As an accrual taxpayer, Con Edison is entitled to deduct real estate taxes that have accrued even if they have not been paid. A tax accrues when " 'all the events ... occur which fix the amount of the tax and determine the liability of the taxpayer to pay it.' " United States v. Consolidated Edison Co., 366 U.S. 380, 385 n. 5, 81 S.Ct. 1326, 1330 n. 5, 6 L.Ed.2d 356 (1961) (quoting United States v. Anderson, 269 U.S. 422, 441, 46 S.Ct. 131, 134, 70 L.Ed. 347 (1926)). The IRS has previously determined that New York City real estate taxes accrue as of the dates on which, under the charter of New York City, they become due and payable and become liens, and that accrual method taxpayers may deduct their City property taxes as of these dates. Rev.Rul. 70-595, 1970-2 C.B. 41 (as codified at 26 C.F.R. Sec. 1.164-1); see also Commissioner v. Milner Hotels, Inc., 173 F.2d 566, 567 (6th Cir.1949); Commissioner v. Le Roy, 152 F.2d 936, 937 (2d Cir.1945). The 1975 amendment to Sec. 1518 of the New York City Charter provides that real estate taxes are deemed to be due and payable in the amount of the actual payment plus any discount "upon such prepayment." 1 N.Y.City Charter & Admin.Code Ann. Sec. 1518(6) (Williams Press 1976). Accordingly, Con Edison's total undiscounted tax liability accrued and became deductible under Sec. 164(a)(1) upon prepayment.
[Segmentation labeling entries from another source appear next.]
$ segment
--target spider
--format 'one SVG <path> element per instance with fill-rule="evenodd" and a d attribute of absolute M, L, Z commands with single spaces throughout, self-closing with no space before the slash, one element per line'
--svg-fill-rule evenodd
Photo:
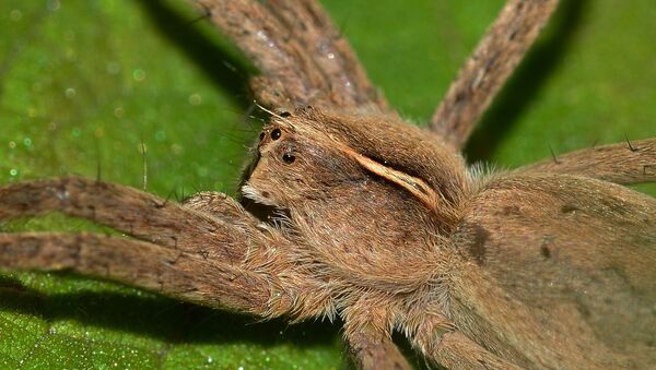
<path fill-rule="evenodd" d="M 206 5 L 213 16 L 220 14 L 211 2 Z M 508 7 L 516 5 L 511 1 Z M 269 97 L 284 106 L 298 98 L 293 89 L 284 92 L 292 84 L 267 81 L 261 88 L 258 82 L 261 100 Z M 559 155 L 518 172 L 481 176 L 467 170 L 453 150 L 467 132 L 434 138 L 386 114 L 375 92 L 363 89 L 365 95 L 354 98 L 364 103 L 335 102 L 318 89 L 311 100 L 319 107 L 282 109 L 265 127 L 258 160 L 243 189 L 247 198 L 278 208 L 269 223 L 215 193 L 200 193 L 179 206 L 95 180 L 19 183 L 3 189 L 4 217 L 60 210 L 142 241 L 4 235 L 3 263 L 72 267 L 260 317 L 340 315 L 351 353 L 363 368 L 406 366 L 389 342 L 395 327 L 423 355 L 447 367 L 653 361 L 640 337 L 651 334 L 653 317 L 635 315 L 624 326 L 618 313 L 648 307 L 641 299 L 653 300 L 653 279 L 644 275 L 654 274 L 654 201 L 594 179 L 653 180 L 653 141 Z M 286 100 L 276 102 L 279 96 Z M 372 112 L 371 105 L 378 111 Z M 344 114 L 343 106 L 352 109 Z M 455 128 L 467 129 L 459 124 Z M 446 133 L 453 132 L 457 130 Z M 608 256 L 607 272 L 595 270 L 607 262 L 577 248 L 593 238 L 597 244 L 588 248 L 609 253 L 608 240 L 618 232 L 612 250 L 622 255 Z M 626 241 L 622 232 L 635 232 L 635 239 Z M 525 244 L 535 248 L 526 251 Z M 642 249 L 626 249 L 633 246 Z M 117 253 L 115 248 L 125 249 Z M 576 252 L 567 254 L 569 248 Z M 578 274 L 570 270 L 574 267 Z M 620 276 L 629 270 L 631 276 Z M 517 284 L 518 278 L 526 283 Z M 574 283 L 604 294 L 573 294 L 583 291 Z M 558 290 L 549 290 L 552 286 Z M 626 295 L 628 286 L 637 293 Z M 622 302 L 609 303 L 609 297 Z M 608 350 L 609 344 L 582 329 L 601 330 L 621 343 L 633 335 L 629 342 L 634 347 L 622 348 L 631 356 Z"/>

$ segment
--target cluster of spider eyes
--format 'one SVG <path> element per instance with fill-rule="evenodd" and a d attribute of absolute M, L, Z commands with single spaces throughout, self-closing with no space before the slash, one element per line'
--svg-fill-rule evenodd
<path fill-rule="evenodd" d="M 271 130 L 270 135 L 271 135 L 271 140 L 276 141 L 276 140 L 280 139 L 280 136 L 282 136 L 282 131 L 280 131 L 280 129 L 273 129 L 273 130 Z M 260 141 L 262 141 L 263 139 L 265 139 L 265 132 L 260 132 Z M 282 160 L 284 163 L 286 163 L 288 165 L 290 165 L 290 164 L 293 164 L 294 160 L 296 160 L 296 157 L 293 154 L 285 152 L 282 155 Z"/>

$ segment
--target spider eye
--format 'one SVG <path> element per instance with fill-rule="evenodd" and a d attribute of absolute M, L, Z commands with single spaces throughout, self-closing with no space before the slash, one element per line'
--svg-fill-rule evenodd
<path fill-rule="evenodd" d="M 273 131 L 271 131 L 271 139 L 273 140 L 280 139 L 281 135 L 282 132 L 280 131 L 280 129 L 273 129 Z"/>
<path fill-rule="evenodd" d="M 284 163 L 290 165 L 290 164 L 293 164 L 294 160 L 296 160 L 296 157 L 292 154 L 285 153 L 282 155 L 282 160 L 284 160 Z"/>

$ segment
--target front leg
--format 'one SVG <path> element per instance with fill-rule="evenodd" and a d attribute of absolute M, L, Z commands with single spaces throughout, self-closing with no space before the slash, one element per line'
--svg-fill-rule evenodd
<path fill-rule="evenodd" d="M 225 203 L 225 210 L 235 205 L 229 199 Z M 231 264 L 244 260 L 249 243 L 247 230 L 255 228 L 253 217 L 245 212 L 239 215 L 236 206 L 223 218 L 133 188 L 81 177 L 2 187 L 0 204 L 0 220 L 61 212 L 140 240 Z"/>
<path fill-rule="evenodd" d="M 73 271 L 261 318 L 290 312 L 296 299 L 273 274 L 105 235 L 0 234 L 0 270 Z"/>
<path fill-rule="evenodd" d="M 385 296 L 370 294 L 343 310 L 344 337 L 351 360 L 358 369 L 412 369 L 391 341 L 395 320 L 393 307 Z"/>

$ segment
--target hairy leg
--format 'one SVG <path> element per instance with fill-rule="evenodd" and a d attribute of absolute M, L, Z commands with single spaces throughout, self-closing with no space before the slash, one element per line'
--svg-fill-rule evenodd
<path fill-rule="evenodd" d="M 0 268 L 70 270 L 198 305 L 267 318 L 289 312 L 293 302 L 273 275 L 124 237 L 0 234 Z"/>
<path fill-rule="evenodd" d="M 314 0 L 195 0 L 255 62 L 256 98 L 270 107 L 314 104 L 377 108 L 387 104 L 330 17 Z"/>
<path fill-rule="evenodd" d="M 244 260 L 247 246 L 254 242 L 254 234 L 247 232 L 254 227 L 253 217 L 227 198 L 223 207 L 226 218 L 222 219 L 132 188 L 67 177 L 0 188 L 0 220 L 58 211 L 141 240 L 233 264 Z"/>
<path fill-rule="evenodd" d="M 517 171 L 591 177 L 630 184 L 656 181 L 656 139 L 596 146 L 525 166 Z"/>
<path fill-rule="evenodd" d="M 508 0 L 449 86 L 431 130 L 462 147 L 557 4 L 558 0 Z"/>
<path fill-rule="evenodd" d="M 349 355 L 358 369 L 406 370 L 412 369 L 389 334 L 362 330 L 347 336 Z"/>
<path fill-rule="evenodd" d="M 520 369 L 494 356 L 460 332 L 442 335 L 426 355 L 447 369 Z"/>
<path fill-rule="evenodd" d="M 391 341 L 395 315 L 386 297 L 370 293 L 344 308 L 342 314 L 349 355 L 358 369 L 412 368 Z"/>

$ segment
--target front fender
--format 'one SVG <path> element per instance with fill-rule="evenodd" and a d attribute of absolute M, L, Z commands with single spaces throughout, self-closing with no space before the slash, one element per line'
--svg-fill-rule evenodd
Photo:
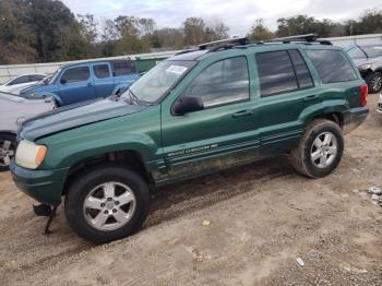
<path fill-rule="evenodd" d="M 138 152 L 145 163 L 159 159 L 159 108 L 85 124 L 37 140 L 48 146 L 41 168 L 72 167 L 88 157 L 117 151 Z"/>

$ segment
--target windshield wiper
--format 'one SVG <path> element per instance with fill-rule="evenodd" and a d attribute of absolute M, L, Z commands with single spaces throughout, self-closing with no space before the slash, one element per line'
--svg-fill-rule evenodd
<path fill-rule="evenodd" d="M 131 100 L 133 103 L 135 102 L 135 104 L 138 105 L 140 99 L 138 99 L 136 95 L 130 88 L 128 90 L 128 92 L 129 92 Z"/>
<path fill-rule="evenodd" d="M 134 105 L 153 105 L 151 103 L 146 103 L 144 100 L 141 100 L 138 98 L 138 96 L 129 88 L 129 98 L 124 98 L 124 102 L 128 104 L 134 104 Z"/>

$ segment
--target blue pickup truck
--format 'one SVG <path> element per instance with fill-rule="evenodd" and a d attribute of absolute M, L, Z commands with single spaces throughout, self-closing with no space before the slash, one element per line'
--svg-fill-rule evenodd
<path fill-rule="evenodd" d="M 63 65 L 50 79 L 21 91 L 25 98 L 52 97 L 58 106 L 124 91 L 140 78 L 133 60 L 86 61 Z"/>

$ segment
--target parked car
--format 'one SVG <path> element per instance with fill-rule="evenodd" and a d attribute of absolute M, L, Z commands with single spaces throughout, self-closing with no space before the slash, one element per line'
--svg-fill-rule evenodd
<path fill-rule="evenodd" d="M 64 65 L 50 81 L 23 90 L 25 98 L 52 97 L 58 106 L 70 105 L 126 88 L 140 78 L 133 60 L 87 61 Z"/>
<path fill-rule="evenodd" d="M 382 88 L 382 44 L 360 46 L 355 44 L 347 53 L 356 62 L 369 92 L 374 94 Z"/>
<path fill-rule="evenodd" d="M 13 179 L 45 205 L 64 198 L 70 226 L 99 243 L 135 233 L 163 184 L 283 154 L 325 177 L 368 115 L 368 87 L 342 48 L 307 40 L 202 45 L 118 99 L 29 120 Z"/>
<path fill-rule="evenodd" d="M 31 100 L 0 92 L 0 171 L 9 169 L 20 124 L 53 107 L 53 102 L 49 98 Z"/>
<path fill-rule="evenodd" d="M 44 73 L 32 73 L 19 75 L 7 83 L 0 85 L 0 92 L 19 94 L 20 91 L 35 85 L 39 81 L 44 80 L 47 75 Z"/>

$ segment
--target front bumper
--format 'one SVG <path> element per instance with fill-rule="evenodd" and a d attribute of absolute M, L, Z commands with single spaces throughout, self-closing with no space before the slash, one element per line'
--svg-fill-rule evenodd
<path fill-rule="evenodd" d="M 350 108 L 344 112 L 344 133 L 347 134 L 359 127 L 369 114 L 368 107 Z"/>
<path fill-rule="evenodd" d="M 27 195 L 48 205 L 61 203 L 63 183 L 69 168 L 31 170 L 12 162 L 10 170 L 16 187 Z"/>

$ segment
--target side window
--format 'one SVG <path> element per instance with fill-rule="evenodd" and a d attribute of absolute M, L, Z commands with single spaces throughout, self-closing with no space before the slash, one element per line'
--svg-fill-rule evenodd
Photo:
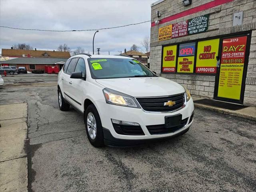
<path fill-rule="evenodd" d="M 75 68 L 75 72 L 77 72 L 78 71 L 82 71 L 83 76 L 85 76 L 85 63 L 84 63 L 84 61 L 83 59 L 80 58 L 76 68 Z"/>
<path fill-rule="evenodd" d="M 62 70 L 63 70 L 64 72 L 66 72 L 66 71 L 67 70 L 67 68 L 68 68 L 68 64 L 69 64 L 71 60 L 71 59 L 68 60 L 66 62 L 66 63 L 64 64 L 64 65 L 62 67 Z"/>
<path fill-rule="evenodd" d="M 70 61 L 70 62 L 68 67 L 68 68 L 67 69 L 67 71 L 66 72 L 66 73 L 67 74 L 71 75 L 71 73 L 74 72 L 74 70 L 75 69 L 76 64 L 76 62 L 77 62 L 78 60 L 78 58 L 74 58 L 72 59 L 72 60 Z"/>

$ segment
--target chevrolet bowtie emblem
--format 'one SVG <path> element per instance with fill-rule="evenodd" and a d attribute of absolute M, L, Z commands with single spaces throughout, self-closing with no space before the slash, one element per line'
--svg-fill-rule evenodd
<path fill-rule="evenodd" d="M 172 101 L 168 101 L 168 102 L 165 102 L 164 104 L 164 106 L 169 106 L 171 107 L 172 106 L 175 105 L 176 104 L 176 102 Z"/>

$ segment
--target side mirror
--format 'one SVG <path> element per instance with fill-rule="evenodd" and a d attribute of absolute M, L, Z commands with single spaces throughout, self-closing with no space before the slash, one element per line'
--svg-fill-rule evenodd
<path fill-rule="evenodd" d="M 83 78 L 83 75 L 82 71 L 73 72 L 70 75 L 70 78 L 72 79 L 82 79 Z"/>

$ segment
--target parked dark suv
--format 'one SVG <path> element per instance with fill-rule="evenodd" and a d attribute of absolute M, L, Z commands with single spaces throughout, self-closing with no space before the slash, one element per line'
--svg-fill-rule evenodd
<path fill-rule="evenodd" d="M 25 67 L 19 67 L 18 69 L 18 73 L 28 73 L 28 71 Z"/>
<path fill-rule="evenodd" d="M 14 73 L 18 73 L 18 69 L 16 67 L 13 66 L 0 67 L 0 73 L 3 74 L 4 71 L 6 71 L 7 74 L 10 74 L 10 75 L 13 75 Z"/>

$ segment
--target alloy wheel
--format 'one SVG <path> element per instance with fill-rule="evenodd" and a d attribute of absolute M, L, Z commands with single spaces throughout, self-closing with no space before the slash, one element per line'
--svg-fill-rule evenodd
<path fill-rule="evenodd" d="M 96 137 L 96 120 L 92 113 L 90 112 L 87 115 L 87 130 L 90 137 L 95 139 Z"/>

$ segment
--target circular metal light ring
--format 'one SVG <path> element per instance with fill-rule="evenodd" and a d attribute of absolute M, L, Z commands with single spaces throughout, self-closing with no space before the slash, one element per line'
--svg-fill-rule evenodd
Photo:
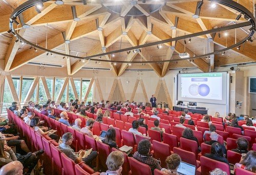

The IRS argues that taxes never became "due" in the amount of the discounts because the City forgave these taxes in exchange for Con Edison's prepayment. However, it follows from our previous analysis that the City did not reduce Con Edison's underlying tax liability, but rather, offered the discounts as consideration for the prepayment. The discounts were then effectively utilized to discharge Con Edison's full tax liability, as evidenced by the amendment to the City Charter. We thus agree with the district court's statement that "the prepayments Con Edison made to the City were equal in value to the face amount of Con Edison's property tax liabilities, even though the cash amount of the prepayments was less;" this is because Con Edison's prepayments to the City included both its actual cash payment plus the use value of this cash during the period of prepayment. Con Edison is therefore entitled to take a tax deduction under Sec. 164(a)(1) for the full amount shown on the prepayment receipts it received from the City. We note that this conclusion reinforces our prior holding that Con Edison must include the discounts in its gross income since they had the economic value of satisfying part of its tax liabilities.
CONCLUSION
The discounts Con Edison received from the City did not constitute tax-exempt interest on a municipal obligation under Sec. 103(a), but they were properly deducted as property taxes paid or accrued under Sec. 164(a)(1). Therefore, Con Edison is not entitled to a refund, but does not owe the government for further taxes. The district court's decision is reversed in part, and affirmed in part.